Is this an equivalent definition of a normal subgroup?

Question

Let $G$ be a group and $N$ a subgroup. Consider the condition $$(\forall g\in G)(\exists x,y\in G)\ NgN=xNy.\tag1$$

If $N\lhd G$, then for each $g\in G$ we have $NgN=gNN=gN=gN\cdot1$, so the condition is satisfied.

Suppose $G$ is finite and condition $(1)$ is satisfied. Then by this, we have, for any $g\in G$, $$|N|=|xNy|=|NgN|=\frac{|N|^2}{|N\cap gNg^{-1}|},$$ and therefore $$|N\cap gNg^{-1}|=|N|.$$ Since $N\cap gNg^{-1}\subseteq N$ and $N$ is finite, we have that $N=gNg^{-1}$ for all $g\in G.$ This means that $N$ is normal in $G$.

Is this true in general that condition $(1)$ is equivalent to $N$ being normal in $G?$ There are three similar conditions: $$(\forall g\in G)(\exists x\in G)\ NgN=xN.\tag2$$ $$(\forall g\in G)(\exists y\in G)\ NgN=Ny.\tag3$$ $$(\forall g\in G)(((\exists x\in G)\ NgN=xN)\vee(\exists y\in G)\ NgN=Ny)).\tag4$$

Perhaps one of them works? (The first one is the one I first encountered, more or less naturally, which is why I used it.

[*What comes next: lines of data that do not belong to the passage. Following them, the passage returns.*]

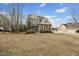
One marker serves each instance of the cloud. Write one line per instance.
(42, 5)
(61, 4)
(38, 11)
(61, 10)
(68, 17)
(51, 17)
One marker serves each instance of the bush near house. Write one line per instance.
(77, 31)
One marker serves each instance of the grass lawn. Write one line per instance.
(48, 44)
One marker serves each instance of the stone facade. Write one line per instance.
(39, 24)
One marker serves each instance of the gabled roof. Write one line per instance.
(45, 21)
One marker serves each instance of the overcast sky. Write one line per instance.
(57, 13)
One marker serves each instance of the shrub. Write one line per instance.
(77, 31)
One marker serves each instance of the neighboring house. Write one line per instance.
(69, 27)
(38, 23)
(1, 29)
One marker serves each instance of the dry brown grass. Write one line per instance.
(38, 44)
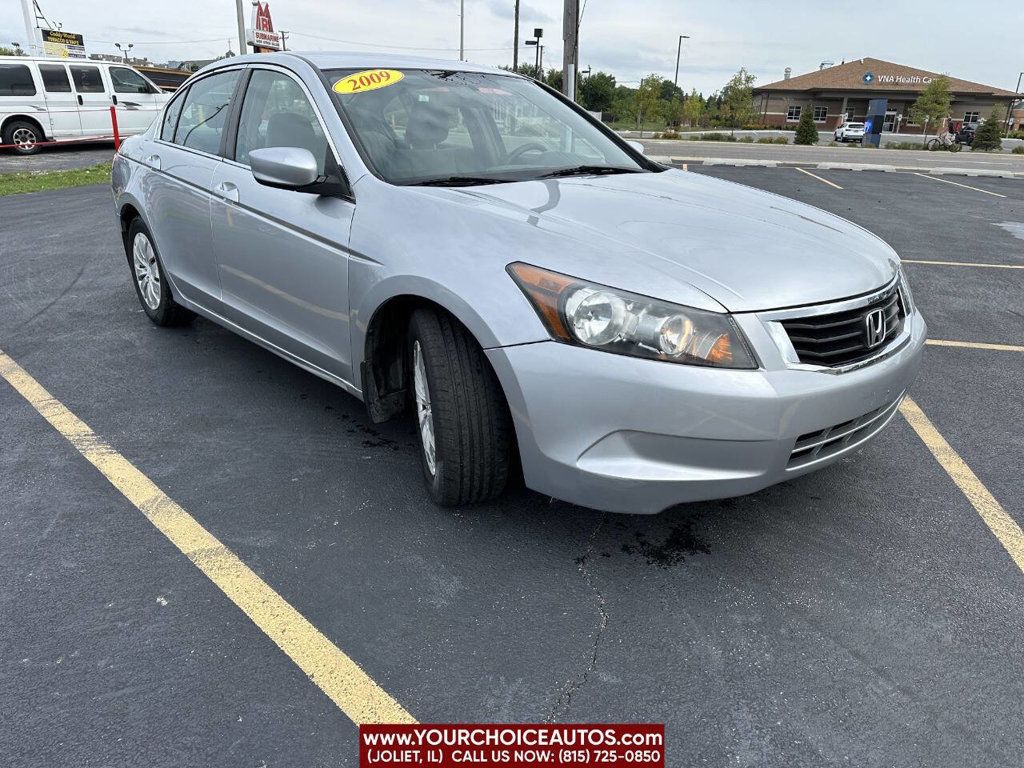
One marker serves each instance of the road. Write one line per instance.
(850, 154)
(861, 615)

But it is clear that the other conditions work just as well for what I did. I don't know what happens for infinite groups.) $(1)$ is the weakest of the conditions, so if it implies that $N$ is normal, the others do too and, in consequence, all are equivalent. So to show that $(1)$ doesn't imply that $N$ is normal, it's enough to show that $(1)$ doesn't imply one of the other conditions. Please correct me if this is wrong.

Answer 1

I believe there is an example of a non-normal subgroup satisfying (1) (and also (4)).

Let $G = \langle x,y \mid y^{-1}xy = x^2 \rangle$ and $N = \langle x \rangle$. Then $y^{-1}Ny < N$ but $yNy^{-1} \not< N$. (This group can also be defined as a group of $2 \times 2$ rational matrices.)

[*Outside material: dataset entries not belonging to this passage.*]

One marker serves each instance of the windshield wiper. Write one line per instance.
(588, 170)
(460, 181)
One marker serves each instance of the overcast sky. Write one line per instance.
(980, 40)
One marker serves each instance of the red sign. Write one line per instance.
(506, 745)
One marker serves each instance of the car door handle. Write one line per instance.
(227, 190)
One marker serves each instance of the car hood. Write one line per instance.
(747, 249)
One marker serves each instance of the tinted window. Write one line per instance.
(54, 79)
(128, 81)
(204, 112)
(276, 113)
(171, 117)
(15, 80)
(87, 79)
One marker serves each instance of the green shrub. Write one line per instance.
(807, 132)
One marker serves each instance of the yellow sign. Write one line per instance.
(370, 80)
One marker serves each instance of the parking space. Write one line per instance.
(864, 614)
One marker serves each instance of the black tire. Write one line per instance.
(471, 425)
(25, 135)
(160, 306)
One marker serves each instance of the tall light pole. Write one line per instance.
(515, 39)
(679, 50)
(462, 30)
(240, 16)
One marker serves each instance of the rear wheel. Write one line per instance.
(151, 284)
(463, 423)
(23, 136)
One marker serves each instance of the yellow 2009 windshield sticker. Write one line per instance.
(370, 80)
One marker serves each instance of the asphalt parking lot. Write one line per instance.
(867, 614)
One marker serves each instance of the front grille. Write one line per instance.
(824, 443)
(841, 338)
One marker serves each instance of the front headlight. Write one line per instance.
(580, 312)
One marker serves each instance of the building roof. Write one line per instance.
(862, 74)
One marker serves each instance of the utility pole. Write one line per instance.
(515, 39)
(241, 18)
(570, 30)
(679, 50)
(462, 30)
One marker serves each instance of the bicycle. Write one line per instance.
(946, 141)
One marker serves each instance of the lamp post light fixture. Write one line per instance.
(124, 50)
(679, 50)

So, for all $k > 0$, $Ny^k < y^kN$ and $y^{-k}N < Ny^{-k}$ and hence $Ny^kN = y^kN$ and $Ny^{-k}N = Ny^{-k}$, which proves (1) and (4) when $g$ is a power of $y$.

The normal closure $K$ of $x$ in $G$ is an infinitely generated abelian group generated by elements $x_n = y^{-n}xy^n$ for $n \in \mathbb{Z}$, where $x_0=x$ and $x_n^2=x_{n+1}$. An arbitrary element $g \in G$ can be written as $y^kx_n^j$ for some $k,n,j$, or alternatively as $x_n^j y^k$ (with the same $k$ and $j$ but a different $n$). Since $K$ is abelian, each $x_n$ commutes with $N$, and so we get Condition (4) for all $g \in G$.

Answer 2

@Bartek, Geoff Robinson: Thanks for you remarks. I agree with them. My idea failed. But I have another and I corrected my text accordingly to it.:

It seems that you are right, and the condition (2) is equivalent to the normality of the group $N$. The necessity is obvious. Now suppose that the group $N$ satisfies condition (2). The set $NgN$ contains a left coset $gN$ and is equal to the left coset $xN$. Thus $NgN=gN=xN$. Then $g^{-1}NgN=g^{-1}gN=N$. This implies that $g^{-1}Ng\subset N$ for each $g\in G$, and, therefore the group $N$ is normal.